I just now tried noise type 1. I see that that noise type does not move with the aperture. So, there is no such perceptual segregation of the mask and noise. Thus, the mask is very effective. And I really like how you made the noise level easily modifiable, to see how it looks at those different levels. I think that somewhere between 2048 and 4096 would be both a) enough noise to encourage viewers to move their mouse to see objects of interest better, and b) enough peripheral resolution for the target image to allow the viewer’s attentional guidance system to intelligently choose where next to move the eyes, and subsequently move the mouse-window.

Your suggestion that one could simply show the low-pass filtered image through the same matrix of squares sounds good. And your earlier suggestion that one might use concentric rings of decreasing opoacity, to eliminate the hard edge sounds good too. However, that leaves the issue of how to do that automatically.

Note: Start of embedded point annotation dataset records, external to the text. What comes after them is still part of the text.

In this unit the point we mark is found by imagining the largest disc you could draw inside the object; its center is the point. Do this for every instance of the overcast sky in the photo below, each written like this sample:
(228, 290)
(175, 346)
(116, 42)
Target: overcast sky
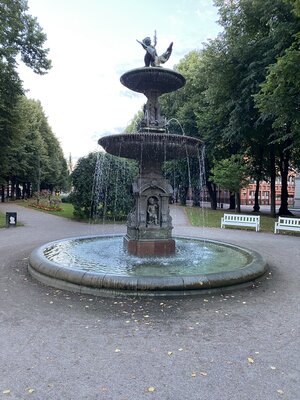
(92, 43)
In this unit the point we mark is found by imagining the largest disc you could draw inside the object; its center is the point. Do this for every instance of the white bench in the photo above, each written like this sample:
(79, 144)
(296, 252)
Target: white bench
(252, 221)
(287, 224)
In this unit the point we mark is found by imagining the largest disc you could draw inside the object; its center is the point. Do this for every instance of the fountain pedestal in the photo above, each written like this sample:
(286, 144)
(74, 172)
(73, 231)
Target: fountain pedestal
(149, 224)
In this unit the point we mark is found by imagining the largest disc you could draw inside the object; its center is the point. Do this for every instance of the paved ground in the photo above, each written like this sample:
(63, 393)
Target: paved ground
(243, 345)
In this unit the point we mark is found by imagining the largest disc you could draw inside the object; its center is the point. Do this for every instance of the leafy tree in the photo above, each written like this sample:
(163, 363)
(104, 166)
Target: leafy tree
(231, 174)
(20, 35)
(101, 186)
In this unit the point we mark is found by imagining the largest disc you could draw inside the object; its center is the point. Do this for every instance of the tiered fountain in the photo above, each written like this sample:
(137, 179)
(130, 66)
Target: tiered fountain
(149, 261)
(149, 226)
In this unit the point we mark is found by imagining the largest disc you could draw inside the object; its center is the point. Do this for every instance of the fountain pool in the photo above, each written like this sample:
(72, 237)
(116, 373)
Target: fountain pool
(148, 260)
(100, 265)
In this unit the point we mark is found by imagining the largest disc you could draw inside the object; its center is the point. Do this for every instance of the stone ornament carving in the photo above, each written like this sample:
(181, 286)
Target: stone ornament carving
(151, 57)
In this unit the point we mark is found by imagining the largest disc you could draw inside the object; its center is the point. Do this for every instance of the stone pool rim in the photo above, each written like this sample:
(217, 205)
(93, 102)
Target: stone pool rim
(106, 284)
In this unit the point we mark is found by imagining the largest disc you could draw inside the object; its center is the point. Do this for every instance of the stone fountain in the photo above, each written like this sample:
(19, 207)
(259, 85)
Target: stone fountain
(149, 225)
(147, 261)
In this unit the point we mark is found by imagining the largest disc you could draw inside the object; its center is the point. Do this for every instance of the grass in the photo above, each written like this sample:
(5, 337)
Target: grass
(212, 218)
(65, 212)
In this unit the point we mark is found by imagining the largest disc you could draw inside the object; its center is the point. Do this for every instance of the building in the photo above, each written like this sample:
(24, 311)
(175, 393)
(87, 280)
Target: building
(264, 198)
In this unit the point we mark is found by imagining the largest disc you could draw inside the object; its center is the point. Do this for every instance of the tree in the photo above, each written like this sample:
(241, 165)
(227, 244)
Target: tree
(231, 174)
(102, 187)
(35, 158)
(20, 35)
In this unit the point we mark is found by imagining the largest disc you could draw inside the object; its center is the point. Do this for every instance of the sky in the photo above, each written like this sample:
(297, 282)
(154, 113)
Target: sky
(92, 43)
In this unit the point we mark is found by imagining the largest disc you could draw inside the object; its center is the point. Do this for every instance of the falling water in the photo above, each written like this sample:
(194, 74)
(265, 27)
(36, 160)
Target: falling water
(176, 120)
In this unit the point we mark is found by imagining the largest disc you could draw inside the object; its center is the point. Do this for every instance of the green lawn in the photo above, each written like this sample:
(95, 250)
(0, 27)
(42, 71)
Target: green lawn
(212, 218)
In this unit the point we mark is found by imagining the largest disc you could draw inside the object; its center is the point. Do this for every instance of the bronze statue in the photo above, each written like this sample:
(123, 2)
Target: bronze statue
(151, 57)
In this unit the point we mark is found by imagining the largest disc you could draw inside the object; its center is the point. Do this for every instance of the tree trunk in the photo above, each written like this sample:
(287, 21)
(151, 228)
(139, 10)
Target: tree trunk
(232, 201)
(256, 206)
(212, 191)
(273, 181)
(284, 171)
(2, 193)
(237, 202)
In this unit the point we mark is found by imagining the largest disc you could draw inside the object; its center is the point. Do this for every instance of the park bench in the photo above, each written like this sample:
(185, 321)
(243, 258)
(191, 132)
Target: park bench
(287, 224)
(252, 221)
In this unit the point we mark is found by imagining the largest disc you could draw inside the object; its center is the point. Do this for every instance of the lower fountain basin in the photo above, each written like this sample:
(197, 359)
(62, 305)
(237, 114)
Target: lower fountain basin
(99, 265)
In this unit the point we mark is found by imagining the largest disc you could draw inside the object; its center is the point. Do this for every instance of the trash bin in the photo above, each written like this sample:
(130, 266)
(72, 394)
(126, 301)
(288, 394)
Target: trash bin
(11, 219)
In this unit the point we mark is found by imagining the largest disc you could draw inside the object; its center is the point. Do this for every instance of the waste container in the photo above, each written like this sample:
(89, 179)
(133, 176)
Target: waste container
(11, 219)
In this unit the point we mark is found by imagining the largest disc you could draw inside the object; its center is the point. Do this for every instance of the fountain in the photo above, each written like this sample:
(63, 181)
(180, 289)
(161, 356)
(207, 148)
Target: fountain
(148, 260)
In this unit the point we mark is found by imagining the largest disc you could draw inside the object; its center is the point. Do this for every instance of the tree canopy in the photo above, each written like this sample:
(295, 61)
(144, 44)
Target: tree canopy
(242, 91)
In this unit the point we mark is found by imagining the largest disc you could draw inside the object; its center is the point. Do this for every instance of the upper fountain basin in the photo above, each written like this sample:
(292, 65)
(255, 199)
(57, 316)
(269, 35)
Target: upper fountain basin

Thanks again for your continued interest and efforts. As I’ve said, I know that there is a lot of interest among many eye movement labs around the world in using the mouse-window. And we know that it is possible to create a system involving low-pass filtered images that will work on Pavlovia as shown in this example https://run.pavlovia.org/syahn/web-mouseblur/html/. However, that uses a lot of custom coding in HTML. We also know that it is possible to create a system that will work on a generic webserver using HTML, or CSS, or JS as in this example https://stackoverflow.com/questions/22049177/how-to-reveal-part-of-blurred-image-where-mouse-is-hovered?noredirect=1&lq=1. But IF we can create a module within PsychoPy for the mouse-window, which can 1) be plugged into any PsychoPy experiment, and 2) be directly translated into workable JS in Pavlovia, THEN it will make this methodology available to a wide range of researchers who use both PsychoPy and Pavlovia. Indeed, it may bring more researchers over to PsychoPy and Pavlovia who have not used either before (e.g., my lab members, and several others I’ve spoken to). I think that will definitely be valuable to a considerable proportion of the eye movement research community. (And, In saying that, I’m not assuming a facile equivalence between the results of the mouse-window and eyetracking; but I am assuming a reasonably close approximation of the latter by the former, given an acknowledgment of the obvious differences.) So, any efforts put into cracking this nut are likely to be very valuable for a lot of researchers.

Hi @wakecarter Wakefield,

I just wanted to check in with you. I’ve started a working group of people interested in this problem (i.e., making a mouse-window for on-line studies, using blur if at all possible, also workable for videos, and also within PsychoPy + Pavlovia if possible). Currently it is me and several of my graduate students, plus a grad student in Engineering from U. Waterloo who has come up with his own online mouse-window for video using transparency, but would like to get it to work with blurring. We’ve set up a Slack Group to facilitate collaboration, as well as a Google Drive folder, and shared documents there. So, if you’re interested in joining our larger group on this project, let me know. I would foresee you as being our member with the closest ties to the PsychoPy + Pavlovia part of the problem space.